The list of accolades the Melbourne-based internet sensations have already racked up is kind of astounding for a band this early in their career: three EPs, five million Spotify streams, two million YouTube views, opening slots on tours with big names like Between the Buried and Me, Intervals and Ne Obliviscaris as well as headlining tours of their own, and slots acting as brand ambassadors for the Holy Trinity of basses and bass accoutrement: Darkglass Electronics, Dingwall guitars and Neural DSP. I know I personally can’t log on to YouTube without being recommended one or more of their videos (what can I say? The algorithm knows me.), and I’m definitely not complaining about that. There’s a reason why these lads are blowing up and blowing up hard, and it has every bit as much to do with their incredible musicianship as it does the shock factor of being a band that is “just” two bass players and a drummer. Whereas some go the Spinal Tap route of laying on the gimmick too hard, The Omnific use their unusual arrangement as a legitimate tool to help them incorporate truckloads of technique into their funky, groovy, progressive metal/rock hybrid. On Escapades, the trio’s mission statement is to craft a style that is accessible to all music lovers, and they do a pretty damn good job of succeeding. The technical skills are dazzling, but not so overwhelming that you can’t get into the song itself.

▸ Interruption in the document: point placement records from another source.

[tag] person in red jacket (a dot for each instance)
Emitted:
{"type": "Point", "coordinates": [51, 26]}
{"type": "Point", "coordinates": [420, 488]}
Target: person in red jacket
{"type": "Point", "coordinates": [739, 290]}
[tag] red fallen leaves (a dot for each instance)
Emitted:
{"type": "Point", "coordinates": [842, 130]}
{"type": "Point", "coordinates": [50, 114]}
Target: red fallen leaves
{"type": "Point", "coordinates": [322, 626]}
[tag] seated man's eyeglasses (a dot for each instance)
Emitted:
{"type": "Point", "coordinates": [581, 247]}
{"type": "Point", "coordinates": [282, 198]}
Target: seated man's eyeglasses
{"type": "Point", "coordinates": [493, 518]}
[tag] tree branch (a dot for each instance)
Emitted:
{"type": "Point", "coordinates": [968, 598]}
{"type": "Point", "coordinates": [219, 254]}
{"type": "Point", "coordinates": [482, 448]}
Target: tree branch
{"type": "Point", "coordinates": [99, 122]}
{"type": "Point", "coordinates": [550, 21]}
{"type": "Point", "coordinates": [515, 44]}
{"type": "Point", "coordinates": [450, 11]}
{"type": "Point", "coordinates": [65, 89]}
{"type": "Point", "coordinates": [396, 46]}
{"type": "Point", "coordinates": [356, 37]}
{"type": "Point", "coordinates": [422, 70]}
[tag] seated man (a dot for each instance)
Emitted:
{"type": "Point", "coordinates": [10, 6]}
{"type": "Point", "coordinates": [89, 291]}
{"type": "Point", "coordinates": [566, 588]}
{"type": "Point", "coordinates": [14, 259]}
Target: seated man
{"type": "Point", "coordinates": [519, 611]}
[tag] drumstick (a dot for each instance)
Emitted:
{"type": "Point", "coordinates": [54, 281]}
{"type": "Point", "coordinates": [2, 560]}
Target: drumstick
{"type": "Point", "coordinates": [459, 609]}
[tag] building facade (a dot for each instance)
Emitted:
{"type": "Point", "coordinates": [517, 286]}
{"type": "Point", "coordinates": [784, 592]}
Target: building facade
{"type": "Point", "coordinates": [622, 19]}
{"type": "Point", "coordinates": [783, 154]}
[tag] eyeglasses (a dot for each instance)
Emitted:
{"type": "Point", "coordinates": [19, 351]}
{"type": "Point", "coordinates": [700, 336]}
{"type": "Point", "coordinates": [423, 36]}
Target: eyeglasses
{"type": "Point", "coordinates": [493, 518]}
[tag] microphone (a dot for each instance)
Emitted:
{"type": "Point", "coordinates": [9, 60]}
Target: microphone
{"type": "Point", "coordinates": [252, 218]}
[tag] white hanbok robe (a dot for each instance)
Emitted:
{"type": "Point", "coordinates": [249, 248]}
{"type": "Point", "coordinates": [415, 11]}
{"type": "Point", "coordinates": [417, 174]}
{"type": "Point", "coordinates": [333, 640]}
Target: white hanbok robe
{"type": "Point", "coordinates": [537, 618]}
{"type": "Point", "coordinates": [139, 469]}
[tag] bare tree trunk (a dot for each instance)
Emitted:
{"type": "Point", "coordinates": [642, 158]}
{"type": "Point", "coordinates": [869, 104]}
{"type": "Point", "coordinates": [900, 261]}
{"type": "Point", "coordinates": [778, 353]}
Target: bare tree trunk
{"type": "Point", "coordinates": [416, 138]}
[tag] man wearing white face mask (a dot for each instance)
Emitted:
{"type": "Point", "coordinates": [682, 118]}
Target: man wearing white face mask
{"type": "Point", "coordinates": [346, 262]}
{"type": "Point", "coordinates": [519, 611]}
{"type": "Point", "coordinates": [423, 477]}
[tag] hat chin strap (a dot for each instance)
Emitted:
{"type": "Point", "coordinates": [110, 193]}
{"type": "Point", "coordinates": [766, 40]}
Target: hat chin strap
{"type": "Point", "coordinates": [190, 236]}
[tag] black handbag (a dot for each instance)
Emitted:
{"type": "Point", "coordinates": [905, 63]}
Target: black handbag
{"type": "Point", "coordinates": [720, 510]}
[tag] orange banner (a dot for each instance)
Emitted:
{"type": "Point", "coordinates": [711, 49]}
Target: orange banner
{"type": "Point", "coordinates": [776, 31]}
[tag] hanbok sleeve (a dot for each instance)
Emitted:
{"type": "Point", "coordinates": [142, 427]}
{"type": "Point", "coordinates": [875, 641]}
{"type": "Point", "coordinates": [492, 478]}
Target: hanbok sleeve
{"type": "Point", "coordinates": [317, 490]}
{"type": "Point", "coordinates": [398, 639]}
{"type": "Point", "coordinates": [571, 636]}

Of course, technique is mostly what is intended to be on display, and on Escapades, The Omnific put on a goddamn clinic. You get the full picture of what a bass or two can do: taps, slaps, shreds, grooves, pops, harmonics, harmonies and so much more. What’s more, though, is that it all is done with as much attention to how to serve the song as it is to being technically proficient. These are highly textured compositions that flow through a wide variety of styles and genres, but never reach the point of alienation. The melodies flow freely, and the duo of bassists wind their way through a lot of subtle and delicate harmonies as much as they slap and tap through blistering, frantic passages, all the while perfectly exemplifying why a Dingwall and Darkglass pedals go together like peanut butter and jelly. These truly are catchy tunes, and there is something intangible to the enjoyment I get out of them beyond the sheer cool factor (although, let’s be real, this is my brand to a t). The funky grooves of leadoff single “Wax and Wane” carry enough weight on their own merits, and coupled with the airy piano and faint backdrops, it makes for a hypnotic, mesmerizing tune. Opener “Antecedent” jumps right into things with a flurry of tapped arpeggios and features a guest appearance from Polyphia’s Clay Gober, because apparently having two bass players just isn’t enough. The drum work should also not be overlooked here: it’s the glue that helps hold everything together just when the instrumentals start flying apart.
Escapades doesn’t just help maintain the momentum The Omnific have built over the short time they’ve been churning out their music; it almost redefines what a bass can do in music. The compositions here are so well executed that there is a whole new world of study to be delved into just from this release alone. I wouldn’t be surprised if a whole new wave of copycats popped up after this, but just don’t forget who put it on the map. Whatever comes next is truly going to be buck wild.